Our study is divided into two parts: The first part studies effects, which are observable within simulation times covering a few ps, and addresses questions like the accuracy of force approximation and the size of the energy drift caused by algorithmic noise. As our sample system we have chosen here the small protein bovine pancreatic trypsin inhibitor (BPTI), which is frequently used as a test system for evaluation of simulation methods [53, 7, 54, 3]. We embedded BPTI in a water shell of 27Å radius, comprising a total of 7,147 atoms.
The second part serves to estimate algorithmic accuracy with respect to effects on longer time scales. For that purpose the sample system introduced above is prohibitively large as far as the intended reference simulations are concerned, since these require the computationally very expensive evaluation of the Coulomb sum, eq. (1). Therefore we had to choose here a much smaller sample system, namely BPTI in vacuo comprising only 568 atoms. The test simulations from which we have extracted regular statistical observables for our quality estimates covered 1.2ns each.
Since it is well known that for realistic protein simulations the natural environment has to be included [6, 7, 55, 4] a note on our choice of an in vacuo test system is necessary: Concerning our long time simulations we do not aim to evaluate the quality of the physical model of the protein, which, here, may be poor. Rather, we want to check to what extent our algorithmic approximations affect the molecular dynamics of our given model. For that purpose, the physical model used here does not necessarily have to be very accurate as long as possible artifacts in realistic applications are likely to show up in our test simulations, too.
All test simulations were carried out with the MD program EGO_VIII , which employs the CHARMM force field . Non-polar hydrogen atoms were represented by compound atoms , and the lengths of chemical bonds involving polar hydrogen atoms were fixed using the SHAKE algorithm . An integration step size of 1fs was used. Water molecules were described by the TIP3 model . The interaction list was updated every 64-th integration step. For the cutoff simulations a cutoff distance of 9Å and a switching function  were chosen. Translations and rotations of the protein were eliminated as described in refs.  and . Prior to the test simulations, BPTI in vacuo and the BPTI-water system were equilibrated for 50ps and 70ps, respectively, using the reference method. For the long-time simulations of BPTI in vacuo the temperature was kept fixed at 300K by weakly coupling the system to a heat bath using a coupling constant of s as defined in refs.  and . In contrast, the short-time simulations of the large BPTI-water system were carried out in the microcanonical ensemble as to enable an estimate, to what extent algorithmic artifacts entail violations of energy conservation.
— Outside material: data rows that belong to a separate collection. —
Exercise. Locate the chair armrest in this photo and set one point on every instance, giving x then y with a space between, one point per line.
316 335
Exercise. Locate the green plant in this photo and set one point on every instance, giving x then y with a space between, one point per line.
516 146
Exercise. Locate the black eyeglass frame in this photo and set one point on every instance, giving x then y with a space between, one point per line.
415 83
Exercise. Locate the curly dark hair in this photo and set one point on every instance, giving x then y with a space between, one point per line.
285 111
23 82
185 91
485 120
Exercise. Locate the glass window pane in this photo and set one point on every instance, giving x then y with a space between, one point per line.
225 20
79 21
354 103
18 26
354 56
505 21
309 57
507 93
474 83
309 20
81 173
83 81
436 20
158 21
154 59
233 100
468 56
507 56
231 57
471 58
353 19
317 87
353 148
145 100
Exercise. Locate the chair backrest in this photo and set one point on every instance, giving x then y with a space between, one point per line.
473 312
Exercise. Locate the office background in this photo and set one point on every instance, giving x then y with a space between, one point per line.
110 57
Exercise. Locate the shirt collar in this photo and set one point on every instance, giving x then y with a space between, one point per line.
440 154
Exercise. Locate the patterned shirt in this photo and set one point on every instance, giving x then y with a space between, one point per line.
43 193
For the first part of our quality estimates we will compare results of simulations obtained by the supposedly exact reference method with results obtained by SAMM, FAMUSAMM/linear and FAMUSAMM/DC-1d. Here, comparisons with the cutoff method are superfluous, since related accuracy tests comparing the various versions of SAMM with that method have been published previously [19, 18]. By these tests the superiority of the SAMM algorithms as compared to the conventional cutoff procedure has been convincingly demonstrated. Thus, it solely remains to be checked, to what extent our FAMUSAMM approach preserves the advantages of its parent method.
For the second part we have performed 1.2ns test simulations utilizing all methods under consideration. Here we have included the cutoff approach, since related investigations have not yet been published. Due to the statistical nature of our observables a second 1.2ns test simulation was necessary for the reference method in order to enable an estimate of the sizes of statistical fluctuations. Only upon such estimates algorithmic artifacts can be identified and can be distinguished from inevitable fluctuations of the necessarily statistical observables compared. The initial conditions of the first reference simulation and of the test simulations for the approximate methods were chosen as the atomic positions and velocities obtained after equilibration. For the second reference simulation these initial positions were modified by extremely small random amounts. Note that the chaotic character of protein dynamics ensures complete decorrelation of the two reference simulations within a few picoseconds.